Damien Hirst’s The Physical Impossibility of Death in the Mind of Someone Living , now with bonus catnap.

Sandro Botticelli, The Birth of Venus (1482–85) plus one feline.
Photo via: Fat Cat Art.

Two of the Internet’s biggest phenomena—kitties and inserting various people and things into famous works of art—have finally come together to form what can only be referred to as an ultra-viral uber-meme.

The Daily Mail has the scoop on Russian artist Svetlana Petrova who has “improved” paintings like Botticelli‘s The Birth of Venus, Michelangelo‘s The Creation of Adam, and even Da Vinci‘s Mona Lisa with the insertion of her pleasantly plump tabby cat Zarathustra.

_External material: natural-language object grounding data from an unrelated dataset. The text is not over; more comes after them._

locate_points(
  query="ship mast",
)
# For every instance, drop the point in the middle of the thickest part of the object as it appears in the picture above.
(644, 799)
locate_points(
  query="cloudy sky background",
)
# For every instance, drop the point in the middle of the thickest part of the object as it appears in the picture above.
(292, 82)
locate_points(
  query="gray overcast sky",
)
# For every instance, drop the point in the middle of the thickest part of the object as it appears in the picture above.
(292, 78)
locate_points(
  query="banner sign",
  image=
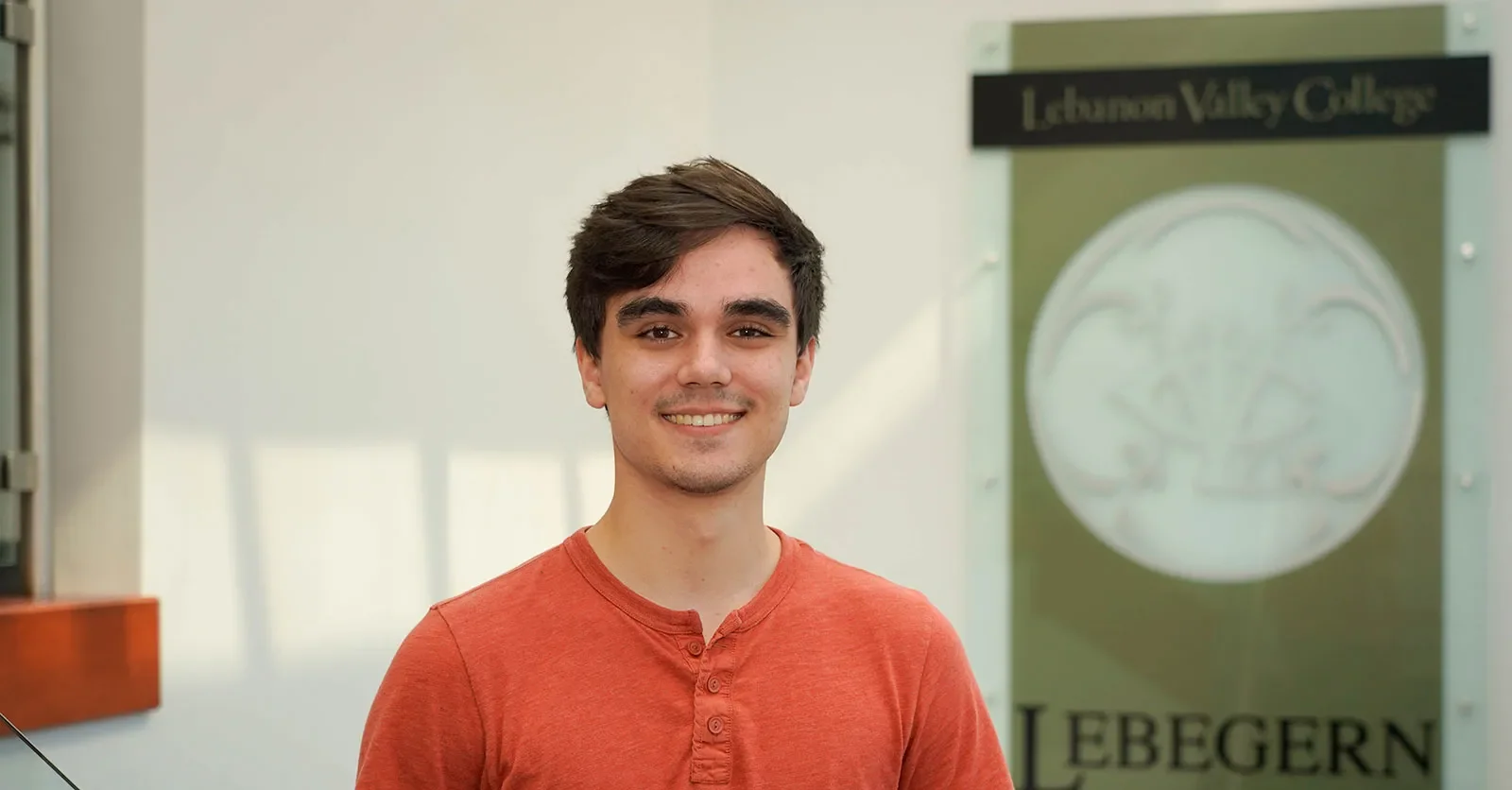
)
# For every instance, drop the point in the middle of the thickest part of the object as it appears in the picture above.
(1334, 98)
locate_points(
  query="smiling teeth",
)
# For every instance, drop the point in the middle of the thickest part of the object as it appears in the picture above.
(702, 420)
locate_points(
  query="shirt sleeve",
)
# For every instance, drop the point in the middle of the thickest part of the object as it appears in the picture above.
(953, 744)
(423, 729)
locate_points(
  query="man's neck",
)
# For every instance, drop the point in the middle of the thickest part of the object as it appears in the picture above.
(707, 553)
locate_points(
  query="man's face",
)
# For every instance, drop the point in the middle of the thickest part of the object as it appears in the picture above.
(697, 371)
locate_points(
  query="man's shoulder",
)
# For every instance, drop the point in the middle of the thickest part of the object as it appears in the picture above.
(869, 600)
(519, 598)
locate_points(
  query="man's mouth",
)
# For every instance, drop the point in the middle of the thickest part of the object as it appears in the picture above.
(703, 421)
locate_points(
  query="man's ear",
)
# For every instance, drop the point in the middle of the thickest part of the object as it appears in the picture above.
(803, 372)
(589, 371)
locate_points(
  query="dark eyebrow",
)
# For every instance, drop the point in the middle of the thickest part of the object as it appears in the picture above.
(646, 306)
(760, 307)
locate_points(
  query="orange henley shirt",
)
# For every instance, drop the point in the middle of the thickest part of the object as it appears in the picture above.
(557, 676)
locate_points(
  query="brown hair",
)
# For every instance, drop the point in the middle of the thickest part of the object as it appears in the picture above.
(634, 238)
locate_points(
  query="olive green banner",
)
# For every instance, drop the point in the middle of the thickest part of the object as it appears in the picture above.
(1227, 435)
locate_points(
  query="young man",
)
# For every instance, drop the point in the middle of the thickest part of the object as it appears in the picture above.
(680, 641)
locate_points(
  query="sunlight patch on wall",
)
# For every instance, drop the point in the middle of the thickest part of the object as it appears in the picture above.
(189, 554)
(594, 485)
(344, 545)
(504, 508)
(844, 432)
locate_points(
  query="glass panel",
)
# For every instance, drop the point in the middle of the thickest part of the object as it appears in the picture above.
(12, 580)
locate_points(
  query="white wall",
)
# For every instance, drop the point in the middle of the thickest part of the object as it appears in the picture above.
(352, 352)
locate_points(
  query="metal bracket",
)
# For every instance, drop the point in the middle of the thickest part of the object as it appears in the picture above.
(19, 471)
(17, 22)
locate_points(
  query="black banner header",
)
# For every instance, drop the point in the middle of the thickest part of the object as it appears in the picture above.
(1413, 95)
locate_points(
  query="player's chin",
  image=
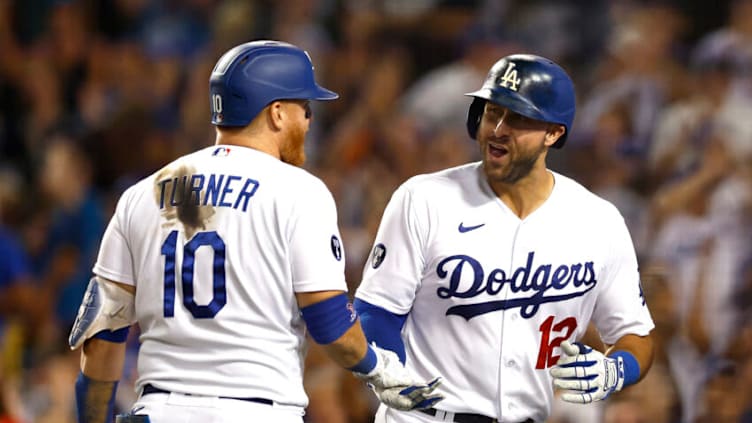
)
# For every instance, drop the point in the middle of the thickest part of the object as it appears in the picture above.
(294, 159)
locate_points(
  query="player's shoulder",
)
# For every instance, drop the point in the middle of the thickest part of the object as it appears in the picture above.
(451, 178)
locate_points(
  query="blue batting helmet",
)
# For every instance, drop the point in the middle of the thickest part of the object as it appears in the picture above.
(532, 86)
(250, 76)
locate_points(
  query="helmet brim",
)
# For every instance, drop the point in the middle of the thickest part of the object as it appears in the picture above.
(322, 94)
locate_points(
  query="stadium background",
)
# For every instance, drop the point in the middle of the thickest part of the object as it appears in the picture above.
(95, 94)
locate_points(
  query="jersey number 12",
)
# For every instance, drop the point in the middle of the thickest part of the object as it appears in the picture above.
(219, 298)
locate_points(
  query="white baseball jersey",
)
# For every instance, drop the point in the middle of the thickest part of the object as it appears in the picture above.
(217, 243)
(490, 297)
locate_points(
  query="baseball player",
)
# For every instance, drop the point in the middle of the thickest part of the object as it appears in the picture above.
(489, 273)
(224, 258)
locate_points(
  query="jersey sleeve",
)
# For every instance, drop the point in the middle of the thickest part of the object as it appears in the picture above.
(317, 255)
(393, 271)
(621, 308)
(115, 261)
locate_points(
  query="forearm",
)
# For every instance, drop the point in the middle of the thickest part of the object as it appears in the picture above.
(102, 360)
(101, 367)
(349, 349)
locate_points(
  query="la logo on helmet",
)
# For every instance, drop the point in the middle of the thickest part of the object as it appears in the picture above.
(510, 79)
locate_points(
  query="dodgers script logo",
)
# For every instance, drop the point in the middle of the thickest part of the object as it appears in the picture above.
(544, 283)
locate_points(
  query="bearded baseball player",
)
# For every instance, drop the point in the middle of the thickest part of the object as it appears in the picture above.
(489, 273)
(224, 258)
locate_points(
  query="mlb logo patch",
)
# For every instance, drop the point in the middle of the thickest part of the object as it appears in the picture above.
(221, 151)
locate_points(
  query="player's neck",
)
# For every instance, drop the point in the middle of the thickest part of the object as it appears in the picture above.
(525, 196)
(250, 139)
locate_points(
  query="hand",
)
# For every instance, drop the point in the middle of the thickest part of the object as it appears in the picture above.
(395, 387)
(586, 374)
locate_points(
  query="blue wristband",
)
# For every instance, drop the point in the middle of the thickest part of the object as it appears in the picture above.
(83, 400)
(631, 366)
(367, 363)
(118, 336)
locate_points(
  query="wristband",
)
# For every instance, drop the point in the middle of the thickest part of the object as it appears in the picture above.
(631, 366)
(367, 363)
(328, 320)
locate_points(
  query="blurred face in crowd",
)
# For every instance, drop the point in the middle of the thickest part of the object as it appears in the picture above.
(511, 145)
(292, 150)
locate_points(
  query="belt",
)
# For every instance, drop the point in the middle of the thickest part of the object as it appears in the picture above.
(151, 389)
(468, 417)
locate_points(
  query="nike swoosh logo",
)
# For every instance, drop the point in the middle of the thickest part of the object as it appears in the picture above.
(462, 228)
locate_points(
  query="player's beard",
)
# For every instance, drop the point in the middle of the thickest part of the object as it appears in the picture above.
(521, 163)
(293, 151)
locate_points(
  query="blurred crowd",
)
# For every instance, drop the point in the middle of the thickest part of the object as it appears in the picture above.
(96, 94)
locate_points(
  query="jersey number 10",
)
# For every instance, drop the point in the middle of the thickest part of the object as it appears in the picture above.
(219, 298)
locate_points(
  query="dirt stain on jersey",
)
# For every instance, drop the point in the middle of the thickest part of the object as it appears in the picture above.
(172, 191)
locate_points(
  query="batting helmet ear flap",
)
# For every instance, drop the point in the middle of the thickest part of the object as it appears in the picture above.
(474, 114)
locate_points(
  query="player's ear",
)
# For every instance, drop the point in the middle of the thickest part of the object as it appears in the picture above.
(275, 114)
(553, 133)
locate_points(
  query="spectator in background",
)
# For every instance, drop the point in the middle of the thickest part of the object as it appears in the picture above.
(75, 222)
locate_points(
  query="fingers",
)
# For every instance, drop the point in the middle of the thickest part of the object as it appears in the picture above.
(415, 391)
(569, 349)
(577, 397)
(428, 402)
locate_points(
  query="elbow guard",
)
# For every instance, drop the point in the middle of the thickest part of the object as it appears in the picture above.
(104, 311)
(328, 320)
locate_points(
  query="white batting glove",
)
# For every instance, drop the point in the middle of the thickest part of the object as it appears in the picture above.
(395, 387)
(586, 374)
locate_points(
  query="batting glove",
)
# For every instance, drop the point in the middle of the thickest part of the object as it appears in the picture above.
(395, 387)
(586, 374)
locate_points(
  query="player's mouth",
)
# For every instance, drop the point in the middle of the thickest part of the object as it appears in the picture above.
(497, 150)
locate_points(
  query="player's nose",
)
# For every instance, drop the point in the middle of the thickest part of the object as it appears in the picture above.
(500, 128)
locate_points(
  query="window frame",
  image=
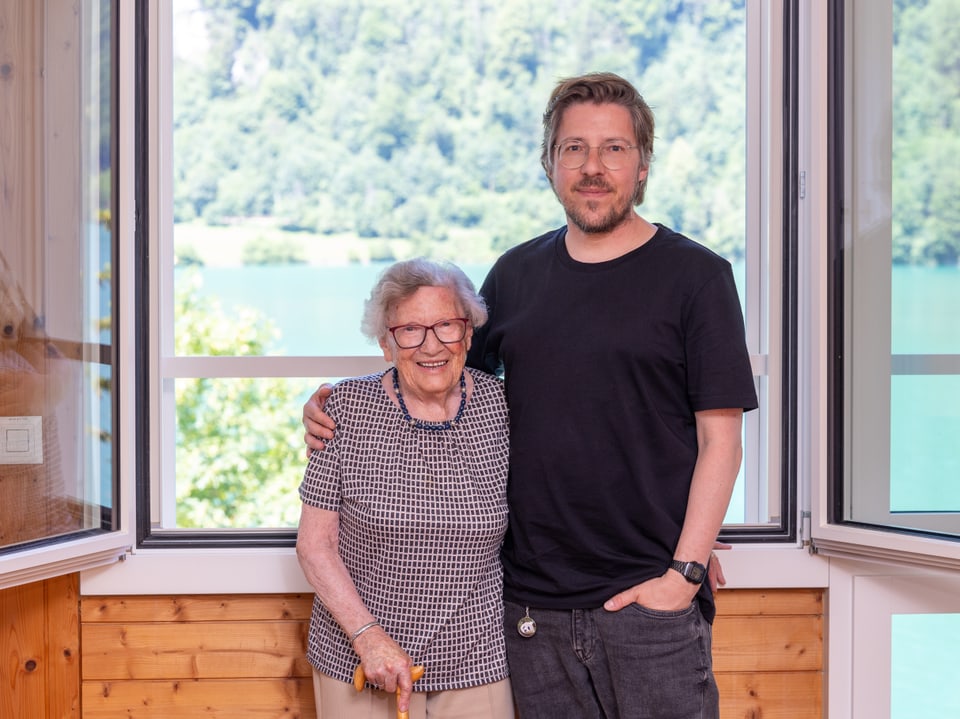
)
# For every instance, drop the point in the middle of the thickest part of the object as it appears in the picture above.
(832, 534)
(90, 548)
(771, 432)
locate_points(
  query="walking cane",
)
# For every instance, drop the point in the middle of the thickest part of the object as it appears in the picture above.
(359, 679)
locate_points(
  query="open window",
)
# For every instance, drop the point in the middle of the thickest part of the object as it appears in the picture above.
(59, 280)
(896, 345)
(289, 163)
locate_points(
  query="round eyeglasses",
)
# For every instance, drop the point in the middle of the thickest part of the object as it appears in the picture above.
(572, 154)
(410, 336)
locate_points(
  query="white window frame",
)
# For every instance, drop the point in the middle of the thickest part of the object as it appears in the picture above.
(868, 217)
(45, 560)
(244, 569)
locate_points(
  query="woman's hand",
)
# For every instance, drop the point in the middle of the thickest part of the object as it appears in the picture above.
(319, 426)
(385, 665)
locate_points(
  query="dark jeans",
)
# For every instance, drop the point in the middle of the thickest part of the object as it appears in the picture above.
(637, 663)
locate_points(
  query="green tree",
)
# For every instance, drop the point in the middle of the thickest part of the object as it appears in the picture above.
(239, 452)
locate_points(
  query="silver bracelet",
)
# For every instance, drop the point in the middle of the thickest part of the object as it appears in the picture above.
(361, 630)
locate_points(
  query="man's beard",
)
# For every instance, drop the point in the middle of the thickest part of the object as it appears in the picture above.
(616, 216)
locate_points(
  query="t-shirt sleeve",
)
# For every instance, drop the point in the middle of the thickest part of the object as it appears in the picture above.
(321, 485)
(484, 351)
(719, 373)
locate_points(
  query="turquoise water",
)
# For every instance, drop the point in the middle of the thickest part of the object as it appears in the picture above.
(317, 311)
(923, 671)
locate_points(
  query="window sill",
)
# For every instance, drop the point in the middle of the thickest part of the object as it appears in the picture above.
(268, 571)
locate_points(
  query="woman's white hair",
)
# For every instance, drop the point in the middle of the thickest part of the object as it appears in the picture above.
(402, 279)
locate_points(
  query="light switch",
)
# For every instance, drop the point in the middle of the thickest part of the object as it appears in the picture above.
(21, 440)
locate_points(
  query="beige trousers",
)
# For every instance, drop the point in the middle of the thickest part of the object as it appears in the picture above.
(339, 700)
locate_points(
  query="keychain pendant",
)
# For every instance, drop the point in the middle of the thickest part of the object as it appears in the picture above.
(526, 626)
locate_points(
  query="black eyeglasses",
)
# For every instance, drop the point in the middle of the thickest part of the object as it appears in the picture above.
(614, 155)
(447, 331)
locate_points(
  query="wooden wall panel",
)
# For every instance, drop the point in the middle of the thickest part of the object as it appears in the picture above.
(242, 657)
(39, 657)
(768, 653)
(208, 699)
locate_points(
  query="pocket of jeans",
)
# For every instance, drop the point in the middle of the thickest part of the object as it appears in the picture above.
(663, 613)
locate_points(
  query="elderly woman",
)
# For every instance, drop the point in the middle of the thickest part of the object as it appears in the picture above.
(404, 512)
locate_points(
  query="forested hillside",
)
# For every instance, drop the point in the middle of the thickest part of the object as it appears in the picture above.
(421, 119)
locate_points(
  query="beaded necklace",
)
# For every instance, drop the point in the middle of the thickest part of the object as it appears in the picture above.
(422, 424)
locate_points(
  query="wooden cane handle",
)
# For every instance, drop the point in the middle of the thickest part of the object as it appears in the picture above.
(359, 679)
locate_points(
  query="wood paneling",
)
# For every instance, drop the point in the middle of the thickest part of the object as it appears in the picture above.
(208, 699)
(242, 657)
(39, 657)
(768, 653)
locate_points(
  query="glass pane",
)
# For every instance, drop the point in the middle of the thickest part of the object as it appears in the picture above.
(925, 287)
(56, 244)
(923, 671)
(305, 160)
(302, 164)
(239, 442)
(924, 461)
(902, 275)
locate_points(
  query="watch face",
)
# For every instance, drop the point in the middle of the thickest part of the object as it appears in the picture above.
(693, 572)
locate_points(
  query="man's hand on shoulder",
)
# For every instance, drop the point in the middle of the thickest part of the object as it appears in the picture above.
(319, 427)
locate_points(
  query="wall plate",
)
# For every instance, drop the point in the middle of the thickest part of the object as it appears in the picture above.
(21, 440)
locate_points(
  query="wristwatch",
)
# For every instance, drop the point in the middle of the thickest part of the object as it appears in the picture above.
(693, 572)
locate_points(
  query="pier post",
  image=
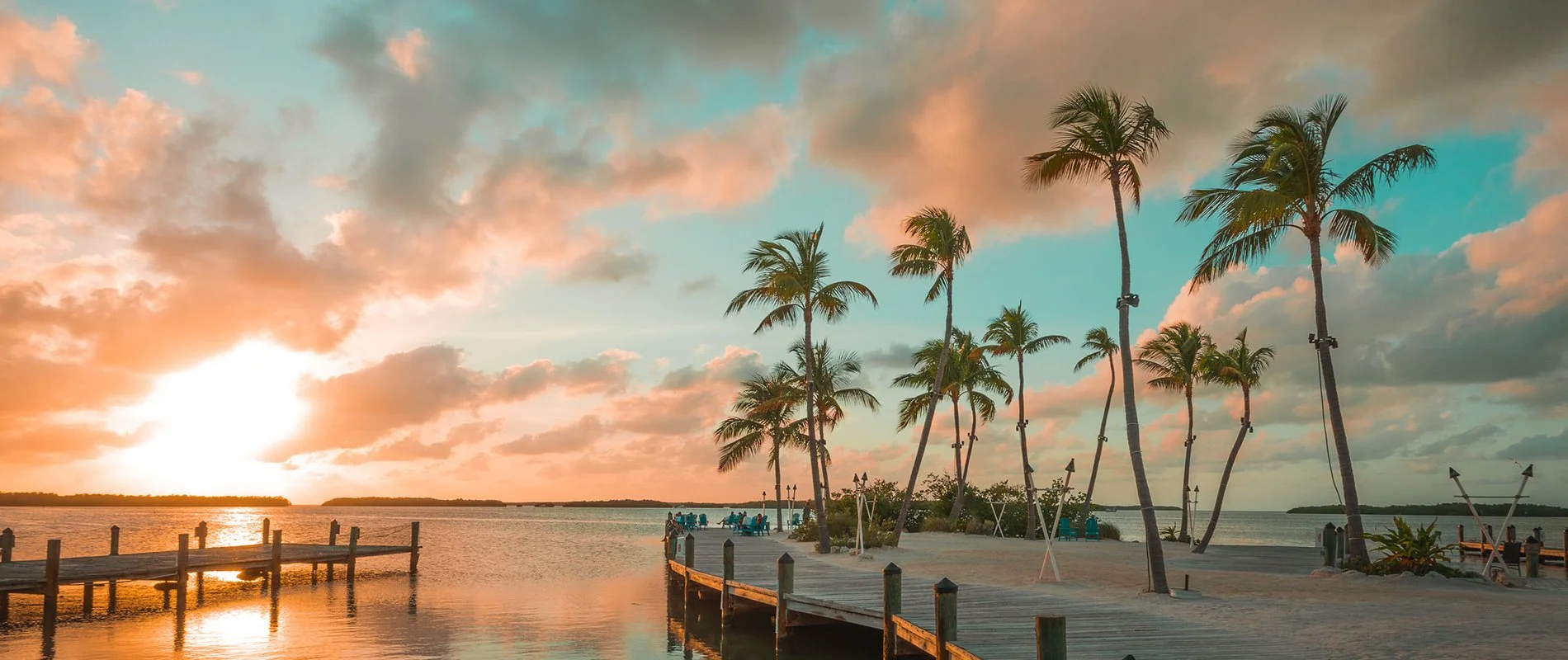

Gustav Klimt, The Kiss (1907–08) with kitty.
Photo via: Fat Cat Art

Petrova’s website, Fat Cat Art, also has an homage to Charlie Hebdo, a tutorial on “how to take a museum selfie with a fat cat” in honor of Museum Selfie Day (see Did You Know It’s Museum Selfie Day?), as well as dozens of other riffs on modern, Renaissance, and Old Master artworks. There’s even a Banksy post. You’re welcome.

Damien Hirst, The Physical Impossibility of Death in the Mind of Someone Living (1991), now with bonus cat nap.
Photo via: Fat Cat Art

 

Michelangelo, The Creation of Adam (1512) is turned into the creation of cat-dam.
Photo via: Fat Cat Art.

 

Salvador Dalí, The Persistence of Memory (1931) with three felines.